Wow! What a Budget! Over £40 billion in new taxes and guaranteed growth. Simple. There’s only one slight fly in the ointment. I have yet to meet anyone, who thinks it will work. In fact, quite the reverse. Some fear we could end up in recession. Raising Employers’ National Insurance contributions means there’ll be a reduction in earnings for companies of all sizes. Business owners I have met are counting the extra money to be found in tens of thousands for small businesses and hundreds of thousands for larger enterprises.
In opposition, all major political parties taunt any government of the day which has the temerity to increase NI contributions as being “anti-business.” NI is characterised as a “tax on jobs”. There’s some truth in this. For cash is the “petrol” of business. Cut off or reduce the cash and the business falters. To take the mixed metaphor further, it’s as if Max Verstappen is nicely lined up on the F1 grid just as the lights are going green, only for someone to reduce his tyre pressures. He’ll still get round, but the others will surely overtake him. It's the same with business, only the “others” will be our competitors overseas who have less taxation to bear.
“But our public services need more funding.” Probably, but they also need reform, particularly when it comes to doing things more efficiently. For public sector productivity has stood still for decades. Not surprising, really, when you consider how few incentives there are in the public sector to be productive. People I talk to are still fuming about a railway workers settlement which offered a large pay rise with no productivity strings attached. Whisper it quietly, but there now similar mutterings about that organisation which can do no wrong, the NHS. If waiting lists don’t come down significantly those mutterings will turn into a roar.

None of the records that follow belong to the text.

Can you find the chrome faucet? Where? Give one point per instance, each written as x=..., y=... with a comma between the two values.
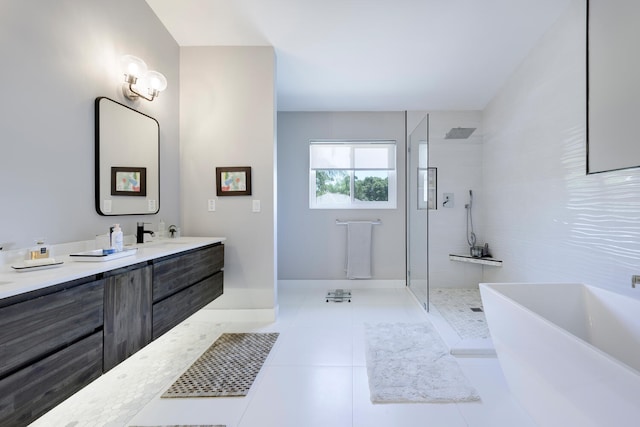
x=140, y=232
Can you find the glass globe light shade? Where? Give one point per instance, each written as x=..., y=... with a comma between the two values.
x=132, y=66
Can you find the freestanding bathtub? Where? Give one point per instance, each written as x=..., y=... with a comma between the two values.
x=569, y=352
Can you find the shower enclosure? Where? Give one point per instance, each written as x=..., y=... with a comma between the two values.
x=417, y=211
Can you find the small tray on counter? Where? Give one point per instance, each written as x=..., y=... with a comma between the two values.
x=22, y=267
x=99, y=255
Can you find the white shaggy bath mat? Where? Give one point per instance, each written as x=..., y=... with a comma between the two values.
x=408, y=362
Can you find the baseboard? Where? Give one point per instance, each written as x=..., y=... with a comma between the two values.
x=341, y=284
x=241, y=315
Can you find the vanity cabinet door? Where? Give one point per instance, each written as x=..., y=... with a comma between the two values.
x=127, y=313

Not that it’s all bad news. Our local GP practice spans Whitchurch and St Mary Bourne where it still operates out of Hampshire’s first ever purpose-built rural clinic, established in the 1960’s by the visionary GP who once lived in the house we now occupy. Today they increasingly embrace technology to get more from their scarce resources. You can email them with symptoms. They respond quickly. Combined with the NHS app, which gets better by the month, you can see test results and reorder preventative, health preserving drugs quickly and efficiently.
The recent combined Covid and flu jab appointment system where you were in and out within a couple minutes was like something out of the Third Reich in its efficiency, but with a marginally more congenial bedside manner. Yet, a few miles up the road at Kingsclere some friends, newly moved back to Hampshire, have struggled for over a year to get on a GP’s register. They can afford to go to the rapidly growing cohort of private GPs, but it shouldn’t be like that.

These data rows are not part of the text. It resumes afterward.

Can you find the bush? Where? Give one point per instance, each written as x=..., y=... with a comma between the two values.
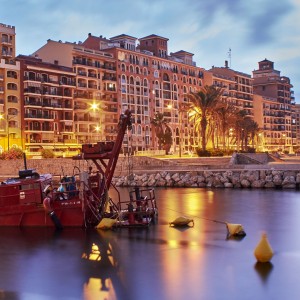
x=216, y=152
x=12, y=153
x=202, y=153
x=47, y=153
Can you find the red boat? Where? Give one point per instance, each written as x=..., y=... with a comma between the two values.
x=78, y=200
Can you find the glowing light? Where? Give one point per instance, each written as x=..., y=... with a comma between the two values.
x=94, y=106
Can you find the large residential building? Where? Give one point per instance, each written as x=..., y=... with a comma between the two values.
x=48, y=107
x=274, y=107
x=10, y=104
x=66, y=94
x=117, y=74
x=237, y=87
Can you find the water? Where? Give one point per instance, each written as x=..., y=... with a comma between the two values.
x=162, y=262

“But we need our workforce healthy, and they need to be able to get to work.” In reality, the inexorable demand for working from home might mean less demand for the railwaymen’s services. In any event there still remain the same union imposed bureaucratic rules which dog any innovation aimed at getting more for less.

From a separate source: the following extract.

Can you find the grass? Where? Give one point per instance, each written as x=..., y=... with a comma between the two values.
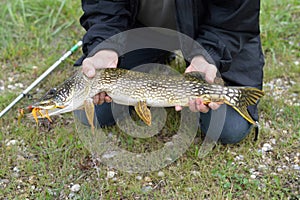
x=46, y=161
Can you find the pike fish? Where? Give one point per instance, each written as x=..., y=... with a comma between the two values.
x=141, y=90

“Never mind the productivity, feel the growth.” Well, let’s give that a try. One of the most surprising post Budget statistics was the revelation that, since Covid, US growth has been 9.5% a year, while in Britain we’re almost at the bottom of developed country growth - just 1.5%. Why?
At least the UK Budget is behind us. Not yet so the US election. As I write it looks like Kamala might just edge it. Trump, meanwhile, is sounding ever more bonkers. By the time you read this on Thursday we still might not know the result. Chin up, it’s all going really well!